One idea to address both of these issues is to embed the original format in the fasta name so that it's clear whether the coords are BED or GFF (e.g. > hg17_BED_chr1_147962192_147962580).
Or hg17_gtf_chr1_147962192_147962580 etc.
That certainly seems better than the current situation.
However, my preferred solution is to take the FASTA ID from the annotation file. In GFF3 this would be the ID tag in column nine (if present), perhaps with an option to use another custom tag like locus_tag or transcript_id if preferred.
Hi Peter, This seems reasonable.

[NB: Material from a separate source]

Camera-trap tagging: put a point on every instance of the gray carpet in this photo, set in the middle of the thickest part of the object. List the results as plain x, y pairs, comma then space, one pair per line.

Of course, the implementation needs to be done with care to (a) ensure the default choice is somewhat similar to what is done now and (b) support all flavors of GFF. If you choose to implement this, you'll also need to update all the existing test output files.
For BED I had initially thought this would the optional column 4, name. This made me wonder what Galaxy is doing in converting GFF3 to BED, since column 4 was populated with generic feature types (gene, CDS, etc from GFF3 column 2). Shouldn't this be using the feature's ID tag (if present)?
Yes, I'd say that's correct. The GFF-to-BED converter was written before we had GFF parsing support, and at the time it wasn't possible to extract the name from the attributes. Finally, note that all changes made to any GFF code must work for GFF, GFF3, and GTF formats. Thanks, J.